Within the indented part of the loop (the part of the loop prefaced by whitespace), the value of `variable_name` will be equal to the current item in the list. Let's make this more concrete by discussing the loop we ran above.

In the first pass through the loop, the variable `line` has the value `'How cheerfully he seems to grin'`.   
In the second pass through the loop, the variable `line` has the value `'How neatly spread his claws'`.  
And so on. Each time we move through the loop, `line` takes on the value of the next item in the list.

As we move through the loop, we can perform operations on each item in the list. Let's practice with another list:

In [None]:
lines = [
  'Beautiful Soup, so rich and green',
  'Waiting in a hot tureen!',
  'Who for such dainties would not stoop?',
  'Soup of the evening, beautiful Soup',
]

for line in lines:
  print(line.upper())

### Modules

One of the great things about the Python programming language is the fact that the Python ecosystem has many, many "modules" that will help expedite your work. A **module** is a collection of code that contains some variables or functions you can use. Some of these modules were authored by the creators and maintaners of the language itself, while others were written by other kind souls who have open sourced their code. Let's take a look at the `collections` module, a built-in module that is useful in lots of data processing tasks.

In [None]:
import collections

word_counter = collections.Counter()

The lines above show the general pattern we follow to use modules in Python. First we must `import` the module we wish to use. That `import` line makes it possible for us to use the variables and functions defined in the module in our own code.

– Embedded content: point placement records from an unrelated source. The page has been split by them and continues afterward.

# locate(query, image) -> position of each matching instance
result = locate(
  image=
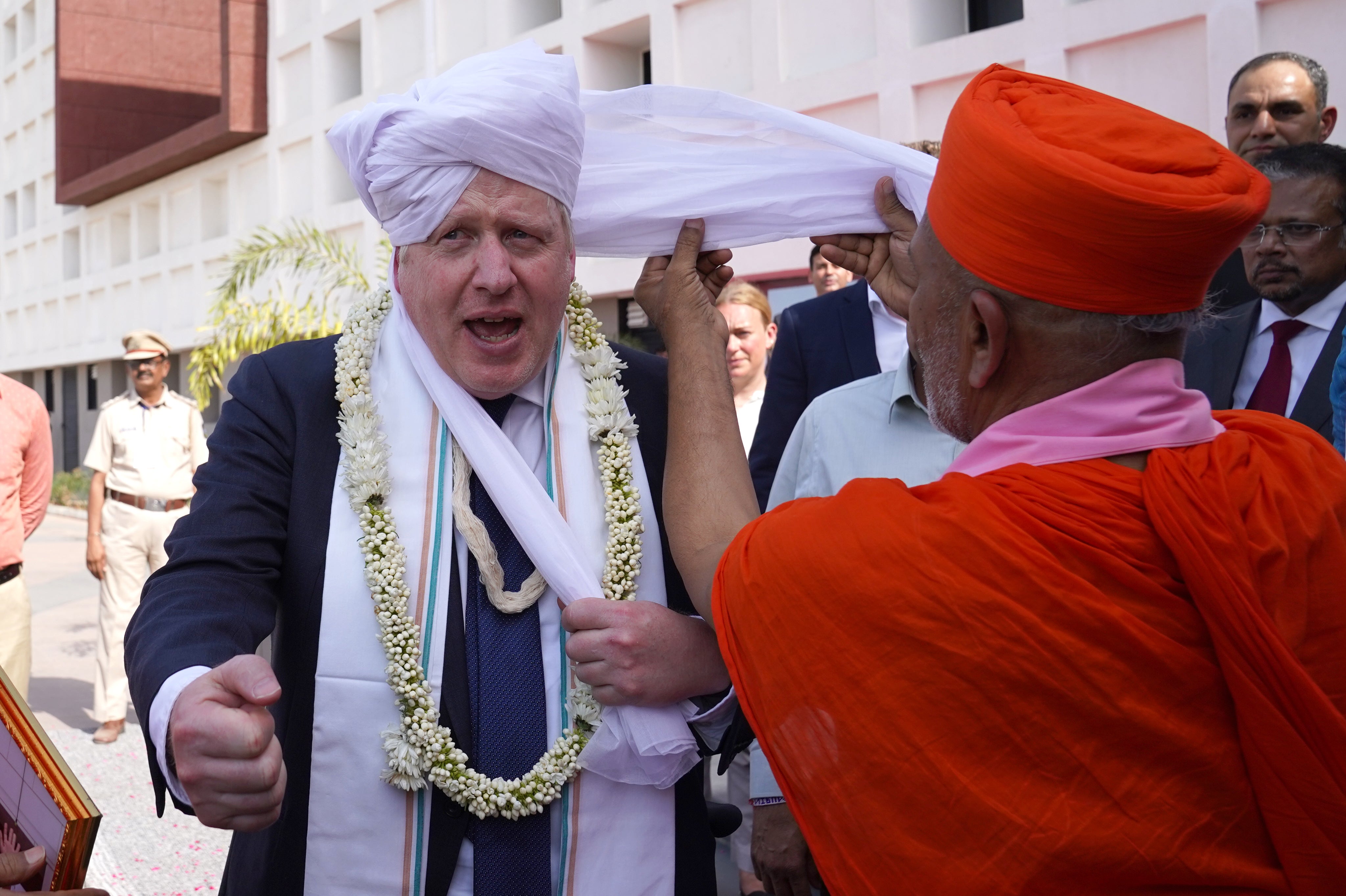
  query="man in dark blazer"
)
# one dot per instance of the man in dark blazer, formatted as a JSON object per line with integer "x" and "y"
{"x": 1275, "y": 100}
{"x": 1278, "y": 354}
{"x": 820, "y": 344}
{"x": 249, "y": 562}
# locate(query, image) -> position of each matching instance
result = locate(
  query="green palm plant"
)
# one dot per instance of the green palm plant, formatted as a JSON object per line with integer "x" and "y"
{"x": 307, "y": 271}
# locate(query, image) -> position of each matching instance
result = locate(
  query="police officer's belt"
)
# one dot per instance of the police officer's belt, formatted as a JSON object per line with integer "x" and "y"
{"x": 149, "y": 504}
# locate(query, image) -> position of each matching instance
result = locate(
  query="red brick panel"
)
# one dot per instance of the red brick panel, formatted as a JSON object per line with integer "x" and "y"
{"x": 149, "y": 87}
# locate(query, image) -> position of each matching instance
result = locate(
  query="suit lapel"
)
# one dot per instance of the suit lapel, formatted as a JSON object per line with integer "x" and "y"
{"x": 1314, "y": 408}
{"x": 858, "y": 330}
{"x": 1238, "y": 334}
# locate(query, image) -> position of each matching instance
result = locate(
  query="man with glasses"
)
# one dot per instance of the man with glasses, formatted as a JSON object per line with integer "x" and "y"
{"x": 1278, "y": 354}
{"x": 147, "y": 444}
{"x": 1277, "y": 100}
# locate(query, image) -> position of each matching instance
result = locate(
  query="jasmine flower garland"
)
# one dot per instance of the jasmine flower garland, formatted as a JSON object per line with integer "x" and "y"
{"x": 421, "y": 749}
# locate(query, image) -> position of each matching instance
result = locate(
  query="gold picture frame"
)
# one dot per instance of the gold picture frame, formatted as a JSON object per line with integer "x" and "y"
{"x": 41, "y": 800}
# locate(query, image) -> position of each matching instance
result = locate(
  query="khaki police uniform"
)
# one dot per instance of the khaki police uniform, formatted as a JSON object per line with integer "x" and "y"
{"x": 149, "y": 454}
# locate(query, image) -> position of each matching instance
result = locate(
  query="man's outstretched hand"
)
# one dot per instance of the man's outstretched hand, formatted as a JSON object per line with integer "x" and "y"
{"x": 683, "y": 287}
{"x": 637, "y": 652}
{"x": 225, "y": 749}
{"x": 881, "y": 258}
{"x": 17, "y": 868}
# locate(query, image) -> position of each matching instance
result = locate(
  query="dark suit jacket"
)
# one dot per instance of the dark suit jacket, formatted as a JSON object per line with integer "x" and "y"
{"x": 1215, "y": 358}
{"x": 255, "y": 548}
{"x": 820, "y": 345}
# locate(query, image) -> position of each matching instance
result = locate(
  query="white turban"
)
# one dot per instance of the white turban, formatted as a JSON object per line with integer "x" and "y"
{"x": 652, "y": 158}
{"x": 515, "y": 112}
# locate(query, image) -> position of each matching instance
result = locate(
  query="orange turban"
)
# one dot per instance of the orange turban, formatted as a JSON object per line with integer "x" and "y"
{"x": 1076, "y": 198}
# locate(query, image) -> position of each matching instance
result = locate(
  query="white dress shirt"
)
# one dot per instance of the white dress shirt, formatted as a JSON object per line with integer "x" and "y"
{"x": 869, "y": 428}
{"x": 749, "y": 415}
{"x": 1303, "y": 349}
{"x": 890, "y": 334}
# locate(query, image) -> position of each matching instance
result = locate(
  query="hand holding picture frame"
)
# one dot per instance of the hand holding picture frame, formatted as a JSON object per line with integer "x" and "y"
{"x": 41, "y": 801}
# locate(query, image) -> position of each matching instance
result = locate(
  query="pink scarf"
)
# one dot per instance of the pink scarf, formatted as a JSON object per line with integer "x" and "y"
{"x": 1138, "y": 408}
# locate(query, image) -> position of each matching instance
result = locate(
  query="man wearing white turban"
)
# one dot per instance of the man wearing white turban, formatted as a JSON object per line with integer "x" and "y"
{"x": 481, "y": 470}
{"x": 427, "y": 726}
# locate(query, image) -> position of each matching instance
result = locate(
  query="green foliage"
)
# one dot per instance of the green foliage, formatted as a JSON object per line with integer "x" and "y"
{"x": 71, "y": 489}
{"x": 319, "y": 268}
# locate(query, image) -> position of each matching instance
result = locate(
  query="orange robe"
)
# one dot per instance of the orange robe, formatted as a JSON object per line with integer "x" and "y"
{"x": 1073, "y": 679}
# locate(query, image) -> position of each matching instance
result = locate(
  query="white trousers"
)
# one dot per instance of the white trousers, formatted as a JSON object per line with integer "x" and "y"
{"x": 134, "y": 541}
{"x": 17, "y": 633}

After importing the module, we can access the variables and functions defined within that module. For a full list of the variables and functions defined within the `collections` module, one can use the `dir` method we discussed earlier: 

In [None]:
dir(collections)

Now that we've imported the `collections` module and created a `Counter`, let's use that `Counter` to count some words:

In [None]:
poem = '''
  ‘The Queen of Hearts, she made some tarts,
  All on a summer day:
  The Knave of Hearts, he stole those tarts,
  And took them quite away!’
'''

# split the poem into a list of words
words = poem.split()

for word in words:
    word_counter[word] += 1

In [None]:
print(word_counter)

That's a little hard to read, but by using just one more module we can visualize our word counts:

In [None]:
%matplotlib inline

import helpers

helpers.plot_counts(word_counter)

<h3 style='color: green'>Review #2</h3>

You've now made it quite far in your Python journey! Let's review what we discussed above with the following challenge.

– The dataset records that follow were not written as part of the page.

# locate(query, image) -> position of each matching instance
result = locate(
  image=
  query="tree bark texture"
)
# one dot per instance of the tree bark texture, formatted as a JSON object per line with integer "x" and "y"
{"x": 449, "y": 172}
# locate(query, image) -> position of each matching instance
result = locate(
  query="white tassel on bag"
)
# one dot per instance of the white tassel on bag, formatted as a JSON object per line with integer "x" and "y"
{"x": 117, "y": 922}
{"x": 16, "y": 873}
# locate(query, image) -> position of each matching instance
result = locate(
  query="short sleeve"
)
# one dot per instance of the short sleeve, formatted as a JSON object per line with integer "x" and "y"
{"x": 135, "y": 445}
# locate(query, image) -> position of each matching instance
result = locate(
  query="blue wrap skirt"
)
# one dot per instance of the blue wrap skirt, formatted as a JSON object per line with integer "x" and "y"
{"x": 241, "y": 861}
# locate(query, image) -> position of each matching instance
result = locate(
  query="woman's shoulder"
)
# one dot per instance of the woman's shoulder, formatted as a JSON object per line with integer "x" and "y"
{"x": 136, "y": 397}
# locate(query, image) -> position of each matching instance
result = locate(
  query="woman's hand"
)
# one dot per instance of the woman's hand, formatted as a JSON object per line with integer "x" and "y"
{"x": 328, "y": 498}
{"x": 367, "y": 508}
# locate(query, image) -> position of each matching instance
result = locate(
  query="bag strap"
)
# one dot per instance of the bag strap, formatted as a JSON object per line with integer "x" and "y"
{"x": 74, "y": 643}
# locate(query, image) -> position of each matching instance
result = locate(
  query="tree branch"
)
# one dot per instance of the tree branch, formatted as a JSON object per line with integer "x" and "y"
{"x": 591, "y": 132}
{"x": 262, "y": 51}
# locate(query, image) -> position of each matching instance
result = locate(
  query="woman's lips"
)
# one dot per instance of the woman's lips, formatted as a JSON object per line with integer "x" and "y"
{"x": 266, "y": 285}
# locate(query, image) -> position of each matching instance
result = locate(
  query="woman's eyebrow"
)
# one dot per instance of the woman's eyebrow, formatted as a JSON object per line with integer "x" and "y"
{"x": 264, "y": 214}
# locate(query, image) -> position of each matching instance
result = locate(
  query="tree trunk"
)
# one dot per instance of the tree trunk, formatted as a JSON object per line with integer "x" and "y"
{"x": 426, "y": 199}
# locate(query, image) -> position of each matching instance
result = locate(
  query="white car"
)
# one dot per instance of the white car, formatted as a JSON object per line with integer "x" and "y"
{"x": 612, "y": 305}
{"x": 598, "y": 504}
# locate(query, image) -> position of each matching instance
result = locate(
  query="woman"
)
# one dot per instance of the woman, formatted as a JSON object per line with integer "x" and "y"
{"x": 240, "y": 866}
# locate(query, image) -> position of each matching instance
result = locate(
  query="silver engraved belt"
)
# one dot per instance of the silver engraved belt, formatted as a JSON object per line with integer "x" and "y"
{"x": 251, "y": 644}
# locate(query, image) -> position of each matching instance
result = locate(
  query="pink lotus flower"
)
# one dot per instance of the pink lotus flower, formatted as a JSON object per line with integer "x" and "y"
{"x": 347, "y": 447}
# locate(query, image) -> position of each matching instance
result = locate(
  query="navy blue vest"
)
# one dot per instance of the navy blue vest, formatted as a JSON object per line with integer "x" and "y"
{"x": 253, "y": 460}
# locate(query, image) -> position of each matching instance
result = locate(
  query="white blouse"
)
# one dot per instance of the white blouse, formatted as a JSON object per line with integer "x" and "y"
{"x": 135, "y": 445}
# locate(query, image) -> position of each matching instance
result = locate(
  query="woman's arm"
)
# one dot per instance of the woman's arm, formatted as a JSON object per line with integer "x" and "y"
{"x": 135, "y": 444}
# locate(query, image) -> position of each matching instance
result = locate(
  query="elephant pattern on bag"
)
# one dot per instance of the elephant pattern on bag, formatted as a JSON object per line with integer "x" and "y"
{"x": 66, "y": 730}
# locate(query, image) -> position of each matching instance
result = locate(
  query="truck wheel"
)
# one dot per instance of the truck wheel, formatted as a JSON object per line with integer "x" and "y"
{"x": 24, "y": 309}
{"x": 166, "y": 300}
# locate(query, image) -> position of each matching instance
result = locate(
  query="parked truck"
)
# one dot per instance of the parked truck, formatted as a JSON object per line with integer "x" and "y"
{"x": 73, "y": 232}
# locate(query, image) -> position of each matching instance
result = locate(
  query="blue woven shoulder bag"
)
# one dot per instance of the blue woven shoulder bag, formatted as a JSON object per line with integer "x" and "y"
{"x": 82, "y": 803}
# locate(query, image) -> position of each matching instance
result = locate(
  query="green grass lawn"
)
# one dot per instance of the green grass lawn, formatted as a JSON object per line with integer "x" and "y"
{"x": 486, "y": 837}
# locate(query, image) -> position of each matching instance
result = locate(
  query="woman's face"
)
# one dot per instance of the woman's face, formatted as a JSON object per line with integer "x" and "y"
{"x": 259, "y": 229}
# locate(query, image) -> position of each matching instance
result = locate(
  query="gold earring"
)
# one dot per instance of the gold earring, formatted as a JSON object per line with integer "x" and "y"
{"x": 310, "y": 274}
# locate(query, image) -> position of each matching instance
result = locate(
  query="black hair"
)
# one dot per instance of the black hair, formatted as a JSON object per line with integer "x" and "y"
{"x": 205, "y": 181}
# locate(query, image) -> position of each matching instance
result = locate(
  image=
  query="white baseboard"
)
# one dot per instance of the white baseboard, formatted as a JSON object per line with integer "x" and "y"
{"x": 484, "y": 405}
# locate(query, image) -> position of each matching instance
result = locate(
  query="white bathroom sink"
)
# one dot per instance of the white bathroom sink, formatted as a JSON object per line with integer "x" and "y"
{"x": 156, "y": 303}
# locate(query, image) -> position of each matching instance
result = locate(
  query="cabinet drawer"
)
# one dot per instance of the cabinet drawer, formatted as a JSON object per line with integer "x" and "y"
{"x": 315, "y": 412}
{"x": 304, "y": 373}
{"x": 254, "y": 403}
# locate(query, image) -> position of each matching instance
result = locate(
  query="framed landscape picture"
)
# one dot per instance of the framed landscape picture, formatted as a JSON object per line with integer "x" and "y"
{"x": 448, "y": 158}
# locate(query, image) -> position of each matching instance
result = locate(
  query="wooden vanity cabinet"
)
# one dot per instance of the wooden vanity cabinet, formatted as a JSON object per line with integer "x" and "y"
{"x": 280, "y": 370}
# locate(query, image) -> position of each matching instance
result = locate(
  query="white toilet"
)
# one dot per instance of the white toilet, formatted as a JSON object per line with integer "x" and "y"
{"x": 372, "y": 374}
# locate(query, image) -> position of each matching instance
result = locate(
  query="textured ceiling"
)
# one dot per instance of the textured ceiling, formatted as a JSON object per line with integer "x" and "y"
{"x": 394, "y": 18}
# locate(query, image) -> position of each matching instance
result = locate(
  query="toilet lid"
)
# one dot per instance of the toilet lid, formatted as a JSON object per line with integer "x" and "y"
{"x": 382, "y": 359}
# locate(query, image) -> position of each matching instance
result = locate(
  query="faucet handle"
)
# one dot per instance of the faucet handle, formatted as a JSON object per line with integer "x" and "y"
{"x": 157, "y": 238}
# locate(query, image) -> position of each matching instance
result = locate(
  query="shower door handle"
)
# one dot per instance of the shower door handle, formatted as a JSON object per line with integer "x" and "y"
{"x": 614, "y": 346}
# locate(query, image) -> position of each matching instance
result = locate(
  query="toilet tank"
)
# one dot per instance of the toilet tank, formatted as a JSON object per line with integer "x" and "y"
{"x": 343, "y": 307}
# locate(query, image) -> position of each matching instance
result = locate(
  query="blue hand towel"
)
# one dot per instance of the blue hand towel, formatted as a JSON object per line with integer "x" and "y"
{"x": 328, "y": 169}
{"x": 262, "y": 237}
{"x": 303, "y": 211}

See if you can read in `jabberwocky.txt`, count the number of times each word occurs in that file, and plot those counts. As you work to complete this challenge, you may find it helpful to subdivide the task into smaller subtasks and complete those subtasks one by one...

In [None]:
# type your code here


# Going Further

Congratulations! You've covered a lot of ground with the Python programming language. From here, you should be prepared to take a deeper dive into the language. 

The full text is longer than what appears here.